# No one boat is NOT enough ...



## Spec-Rig.006 (Nov 2, 2007)

Anywone know where I can get my hands on some Cypress ... ? I'm following my heritage and building a pirogue ...

Photos to come, start to finish ... thanks guys.


----------



## Hooked (Oct 15, 2004)

Try M&G Sawmill in Huntsville or the local hardwood lumber yards -- Houston Hardwoods and Clarks Hardwood


----------



## Pocketfisherman (May 30, 2005)

Here's a good resource for boat wood:

http://www.glen-l.com/resources/lumber-suppliers.html


----------



## Harbormaster (May 26, 2000)

Spec-Rig.006 said:


> I'm following my heritage and building a pirogue ...


:rotfl: Hand carved with your buck teeth no doubt! You're some kind of serious 'bout them divin ducks and Muscovies aint you...son!

Sent from my lap top using peck-n-type!


----------



## catndahats (Sep 15, 2005)

look on Southeasttexas.com under building materials. In the past, there were several sawyers listed on there that cut cypress. Good luck, that is beautiful wood.


----------



## Gator gar (Sep 21, 2007)

I can get you what you want. It will be sawn green to your order and you'll have to sticker it and let it dry or I can give you the name of a guy that has a kiln.


----------



## Spec-Rig.006 (Nov 2, 2007)

Fantastic guys ... thanks a bunch. Really pretty stuff, some folks were tearing down an old cypress built barn in Houma a few years ago and I managed to get my hands on some planks for adirondacks but didn't have much left over ...

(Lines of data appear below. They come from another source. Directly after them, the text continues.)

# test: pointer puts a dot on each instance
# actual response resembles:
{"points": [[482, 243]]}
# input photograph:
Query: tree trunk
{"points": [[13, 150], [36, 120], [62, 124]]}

Harb ... naw man ... I just need something to fill full of beer and crawfish ... !


----------



## devil1824 (Sep 4, 2010)

Theres a guy named Troy Landry that might be able to help.


----------



## 3192 (Dec 30, 2004)

Not sure where you are located, but Acadian Hardwoods over in Rose City has some incredible Cypress plus other hardwoods. Great people to work with! gb

http://www.acadianhardwoods.com/


----------